“Robert, it’s perfectly disgusting,” Mrs. Blair complained, “but a delegation insists upon seeing you to-night; they are coming about eight.”
“Oh, confound it!” he said frowning; “the strike, of course? A lot of parsons meddling with what they know nothing about.”
“There are parsons, I suppose,” she said, “but the mayor is coming. Do get rid of them as soon as you can, so that I may have a little of you.”
She looked so pretty as she sat at the head of her table, beseeching him, that he declared he would kick the delegation out if they stayed over ten minutes; then he tossed a small white velvet box across the roses in the big silver bowl in the middle of the table, and watched her flash of joy as she opened it.
“It seems to me I have some more boxes, somewhere,” he said good-humoredly. “There, Essie! if your aunt Eleanor had packed me off to get into my dress-suit, I wouldn’t have found this one in my pocket. Lydia, you sober old lady, can you wear that? As for you, Silas, you don’t want any gewgaws, do you? We fellows think more of a bit of paper with three figures on it, hey?”
“There! there’s the bell. It’s your horrid delegation,” Mrs. Blair cried. “Just let them wait till you finish dinner. And do get rid of them quickly. Mr. Hudson, Lydia’s minister, will be there; tell him to wait a minute when the others have gone. I want to speak to him.”
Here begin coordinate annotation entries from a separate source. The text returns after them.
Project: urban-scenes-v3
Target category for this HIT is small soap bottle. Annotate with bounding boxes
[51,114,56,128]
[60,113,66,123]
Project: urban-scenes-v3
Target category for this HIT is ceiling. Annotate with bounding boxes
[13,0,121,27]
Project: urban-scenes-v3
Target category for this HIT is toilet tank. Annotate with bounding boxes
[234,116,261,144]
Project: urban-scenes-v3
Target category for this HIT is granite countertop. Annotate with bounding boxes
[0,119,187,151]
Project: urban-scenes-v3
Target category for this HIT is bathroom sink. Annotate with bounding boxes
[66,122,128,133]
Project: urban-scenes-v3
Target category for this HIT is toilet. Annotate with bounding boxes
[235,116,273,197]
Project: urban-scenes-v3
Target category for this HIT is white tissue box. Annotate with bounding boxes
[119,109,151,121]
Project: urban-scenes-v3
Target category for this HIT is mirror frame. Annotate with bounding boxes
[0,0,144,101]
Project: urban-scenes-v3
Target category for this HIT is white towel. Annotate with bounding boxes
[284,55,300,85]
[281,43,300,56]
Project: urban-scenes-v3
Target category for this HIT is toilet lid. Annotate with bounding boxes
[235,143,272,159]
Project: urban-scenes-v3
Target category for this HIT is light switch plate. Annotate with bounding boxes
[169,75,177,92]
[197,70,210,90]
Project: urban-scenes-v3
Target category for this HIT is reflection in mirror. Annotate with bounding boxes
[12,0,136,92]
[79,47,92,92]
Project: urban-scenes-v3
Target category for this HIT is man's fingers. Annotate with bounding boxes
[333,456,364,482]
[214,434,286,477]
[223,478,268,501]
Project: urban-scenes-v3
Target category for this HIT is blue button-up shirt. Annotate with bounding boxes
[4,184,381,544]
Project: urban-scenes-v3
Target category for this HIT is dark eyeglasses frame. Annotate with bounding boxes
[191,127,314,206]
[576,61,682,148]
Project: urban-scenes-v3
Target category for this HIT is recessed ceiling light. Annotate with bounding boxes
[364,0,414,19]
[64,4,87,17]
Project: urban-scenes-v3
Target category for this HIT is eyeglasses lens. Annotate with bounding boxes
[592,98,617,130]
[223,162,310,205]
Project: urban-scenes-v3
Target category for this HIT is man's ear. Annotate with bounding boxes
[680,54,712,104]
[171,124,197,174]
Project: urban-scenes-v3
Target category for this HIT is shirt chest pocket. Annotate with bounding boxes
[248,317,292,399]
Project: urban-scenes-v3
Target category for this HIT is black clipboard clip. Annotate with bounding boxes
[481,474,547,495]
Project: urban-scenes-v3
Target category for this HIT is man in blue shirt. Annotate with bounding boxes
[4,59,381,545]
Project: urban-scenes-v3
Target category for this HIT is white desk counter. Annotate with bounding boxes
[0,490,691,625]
“I thought little Hudson had more sense,” Robert Blair grumbled, rising and going into the library to meet a dozen of his fellow-citizens, some of them men with grave and startled faces, who from pity for the three thousand fools who were turning Mercer upside down, and from good-humored interest in the affairs of their powerful townsman, were beginning to feel the sting of personal alarm about their own concerns.
These men were saying to each other what the newspapers had been saying for two months, that Robert Blair, for vanity or obstinacy or greed, was bringing alarming disaster not merely upon a few thousand desperate and hungry and unreasonable puddlers, but upon the respectable well-to-do business population of his city.
“And he’s got to stop it!” the mayor said angrily.